Градусник у нее старый, ртутный, так что успела и леденец рассосать и пиццу заказать. Кушать, ведь, что-то надо, и даже начальнику дозвонилась и попросила больничный.
Действия на автомате, а в мыслях он и его голос.
Наваждение. Немыслимое.
Она успокоится, придет в себя и позвонит ему завтра.
Можно было бы сделать это и сейчас, но страшно, его ответ может ее убить. И сейчас, возможно, даже буквально. Лучше завтра.
Пиццу она, кстати, дождалась с трудом, начало вырубать. Так что, расплатившись с курьером, Юля просто тупо завалилась спать.
А снился ей все тот же родной голос...
***
Утро наступило тяжко, первые сутки болезни Юля переносила с огромным трудом. Вроде и температура невысокая, а состояние такое, будто все,- конец, умираешь.
Тело чугунное, болит и ноет. Ходить трудно, пить больно. Нос распух от соплей и стал красным от постоянного сморкания. У нее даже полотенце есть специальное, мягкое-мягкое, самое то для болеющего состояния и чувствительного носа.
Губы сохнут и пекут,- явный признак повышающейся температуры. Проснувшись и умывшись, все же решила идти в аптеку, лекарств мало и надо чай имбирный сделать, ей помогает.
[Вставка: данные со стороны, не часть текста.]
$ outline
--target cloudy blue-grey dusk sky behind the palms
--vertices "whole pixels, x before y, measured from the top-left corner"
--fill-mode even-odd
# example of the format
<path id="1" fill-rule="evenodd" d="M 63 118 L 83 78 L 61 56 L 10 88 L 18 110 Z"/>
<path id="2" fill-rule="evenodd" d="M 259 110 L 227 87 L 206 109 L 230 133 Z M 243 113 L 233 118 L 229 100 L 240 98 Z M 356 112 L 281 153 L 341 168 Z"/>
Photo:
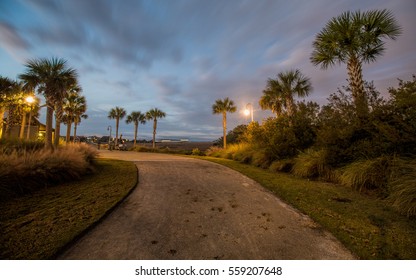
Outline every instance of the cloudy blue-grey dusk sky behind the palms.
<path id="1" fill-rule="evenodd" d="M 300 69 L 313 91 L 307 100 L 325 104 L 347 84 L 346 65 L 312 65 L 312 42 L 325 24 L 346 11 L 388 9 L 403 29 L 386 52 L 363 66 L 363 76 L 387 95 L 397 79 L 416 74 L 414 0 L 1 0 L 0 75 L 17 79 L 29 59 L 58 57 L 77 70 L 88 119 L 78 135 L 108 135 L 115 106 L 146 112 L 159 108 L 157 139 L 212 141 L 222 136 L 215 100 L 229 97 L 238 110 L 227 130 L 271 116 L 258 101 L 267 79 Z M 41 112 L 41 121 L 45 112 Z M 61 134 L 66 131 L 61 128 Z M 134 125 L 119 133 L 133 138 Z M 150 139 L 152 123 L 139 126 Z"/>

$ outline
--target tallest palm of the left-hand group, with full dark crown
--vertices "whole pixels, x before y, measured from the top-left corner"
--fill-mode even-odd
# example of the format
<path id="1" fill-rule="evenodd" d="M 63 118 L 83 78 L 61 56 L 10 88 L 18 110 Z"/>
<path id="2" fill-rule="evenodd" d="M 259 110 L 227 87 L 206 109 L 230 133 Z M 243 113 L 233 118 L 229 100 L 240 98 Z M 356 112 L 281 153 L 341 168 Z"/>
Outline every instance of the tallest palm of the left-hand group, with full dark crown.
<path id="1" fill-rule="evenodd" d="M 46 135 L 45 147 L 52 147 L 52 121 L 53 112 L 56 105 L 63 102 L 62 95 L 68 87 L 77 83 L 77 72 L 73 68 L 67 67 L 64 59 L 34 59 L 26 64 L 26 72 L 19 75 L 25 82 L 25 88 L 37 89 L 39 94 L 43 94 L 46 100 Z M 59 119 L 58 119 L 59 122 Z M 55 134 L 58 134 L 60 126 L 56 127 Z"/>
Увидела себя в зеркале. Бледная, белки глаз красные от воспаленных сосудов, вид болезненный. И волосы... она их расчесать так и не смогла. Больно. Все рецепторы обострены, и волосы тоже могут ощущать боль... особенно, когда она болеет.
Это только в фильмах героини болеют красиво и даже мило. Она вот не представляла, как так можно.
У нее душа вся в ранах, больно ей. Тело от простуды мается. И выглядит она, как самая потерявшаяся и грустная, а еще больная во всех возможных смыслах.
Юля помнила, что пообещала себе: она позвонит Роме.